Avenue in Lima, Peru

Alfonso Ugarte Avenue (Avenida Alfonso Ugarte) is a major avenue located in the historic Centre of Lima. It begins in the Puente del Ejército and crosses the Plaza Ramón Castilla and Plaza Dos de Mayo, continuing until it reaches the Plaza Bolognesi.

== Name ==
The avenue is named after Alfonso Ugarte, a Peruvian businessman turned colonel during the War of the Pacific. It was originally known as the Alameda de Circunvalación (or Avenida de Circunvalación) due to it bordering the city at the time of its construction, with its section north of Dos de Mayo Square formerly known as Bolognesi Avenue (Avenida Bolognesi).

== History ==
The avenue is located in an area where the Walls of Lima once stood, originally known as the "Carretera del Gas" starting in the late 19th century after the gas factory that supplied fuel to the city, located on it. Under Augusto B. Leguía, it was re-inaugurated as the Alameda Circunvalación in 1928.

In 1965, the covered trench overpass that crosses Plaza Ramón Castilla was built. In the mid-1980s, a road corridor for public transportation similar to the one on Brasil Avenue was implemented, which is currently only preserved in the last block of the avenue. In 1994, the overpass built decades ago was extended to Jirón Quilca, crossing Plaza Dos de Mayo and Jirón Zepita. The road corridor was extended along the underground route and bus stops were implemented, which would later be dismantled to make way for the 2 de Mayo station.

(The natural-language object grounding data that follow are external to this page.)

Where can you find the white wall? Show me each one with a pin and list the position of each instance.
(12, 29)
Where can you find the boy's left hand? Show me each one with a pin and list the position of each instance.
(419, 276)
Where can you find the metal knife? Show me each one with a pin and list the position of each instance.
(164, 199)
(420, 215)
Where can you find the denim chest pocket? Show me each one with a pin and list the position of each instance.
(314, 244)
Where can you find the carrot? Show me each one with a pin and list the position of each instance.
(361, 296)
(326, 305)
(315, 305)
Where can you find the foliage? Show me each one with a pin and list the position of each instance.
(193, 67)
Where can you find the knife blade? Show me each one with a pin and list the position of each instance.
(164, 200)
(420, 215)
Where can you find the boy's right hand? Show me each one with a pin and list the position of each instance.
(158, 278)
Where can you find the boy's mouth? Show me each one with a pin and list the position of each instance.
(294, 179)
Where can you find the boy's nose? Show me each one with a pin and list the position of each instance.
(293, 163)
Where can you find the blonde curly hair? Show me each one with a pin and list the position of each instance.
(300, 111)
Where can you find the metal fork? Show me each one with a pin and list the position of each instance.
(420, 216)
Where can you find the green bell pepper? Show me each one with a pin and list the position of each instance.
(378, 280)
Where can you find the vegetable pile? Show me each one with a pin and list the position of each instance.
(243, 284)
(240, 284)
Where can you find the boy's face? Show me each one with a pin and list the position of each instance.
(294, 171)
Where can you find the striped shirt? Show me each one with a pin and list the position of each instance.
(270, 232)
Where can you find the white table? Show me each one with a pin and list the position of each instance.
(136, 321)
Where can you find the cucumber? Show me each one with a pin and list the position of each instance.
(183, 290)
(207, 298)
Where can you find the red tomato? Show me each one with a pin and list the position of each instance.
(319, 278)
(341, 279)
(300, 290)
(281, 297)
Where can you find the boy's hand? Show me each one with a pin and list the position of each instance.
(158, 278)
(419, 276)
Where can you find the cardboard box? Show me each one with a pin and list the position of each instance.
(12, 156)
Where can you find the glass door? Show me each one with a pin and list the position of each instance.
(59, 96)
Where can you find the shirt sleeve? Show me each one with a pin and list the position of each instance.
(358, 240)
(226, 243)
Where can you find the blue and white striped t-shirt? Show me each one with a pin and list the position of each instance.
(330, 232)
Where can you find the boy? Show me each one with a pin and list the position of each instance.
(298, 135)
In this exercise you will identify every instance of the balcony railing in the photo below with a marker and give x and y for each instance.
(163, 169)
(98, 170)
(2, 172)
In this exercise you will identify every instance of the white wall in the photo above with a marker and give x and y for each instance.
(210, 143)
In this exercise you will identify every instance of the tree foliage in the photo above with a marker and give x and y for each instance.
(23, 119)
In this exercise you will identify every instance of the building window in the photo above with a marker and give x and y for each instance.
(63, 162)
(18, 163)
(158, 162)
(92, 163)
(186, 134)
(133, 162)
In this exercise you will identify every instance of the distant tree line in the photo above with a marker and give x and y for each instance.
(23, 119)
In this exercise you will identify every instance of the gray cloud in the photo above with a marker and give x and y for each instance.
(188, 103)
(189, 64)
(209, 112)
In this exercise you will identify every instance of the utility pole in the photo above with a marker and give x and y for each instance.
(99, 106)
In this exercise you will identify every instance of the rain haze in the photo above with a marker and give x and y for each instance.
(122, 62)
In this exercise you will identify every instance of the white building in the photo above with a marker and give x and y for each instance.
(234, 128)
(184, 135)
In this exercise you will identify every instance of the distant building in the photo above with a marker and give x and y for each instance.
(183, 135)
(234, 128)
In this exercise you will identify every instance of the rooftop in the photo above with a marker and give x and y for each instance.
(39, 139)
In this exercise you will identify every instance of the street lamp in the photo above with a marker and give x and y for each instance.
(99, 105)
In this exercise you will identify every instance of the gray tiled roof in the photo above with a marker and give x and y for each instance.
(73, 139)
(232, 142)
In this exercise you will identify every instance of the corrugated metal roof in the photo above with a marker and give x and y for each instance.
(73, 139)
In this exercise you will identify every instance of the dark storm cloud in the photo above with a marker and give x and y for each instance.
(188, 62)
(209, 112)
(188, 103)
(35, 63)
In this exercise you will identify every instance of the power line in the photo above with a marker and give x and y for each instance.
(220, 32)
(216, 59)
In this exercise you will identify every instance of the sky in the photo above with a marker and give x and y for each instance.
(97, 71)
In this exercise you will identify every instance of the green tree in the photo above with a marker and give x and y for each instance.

In 2008, construction of the segregated corridor (COSAC I) and Metropolitano stations began, for which it was necessary to demolish almost the entire old public transportation road corridor and partially modify the structures of the existing overpasses. Since then, conventional transport routes circulate on the mixed road alongside private transport (which increased in 2014 after the implementation of the Blue Corridor), making the avenue one of the most congested in the city.

The historic neighbourhood of Monserrate is located next to the avenue.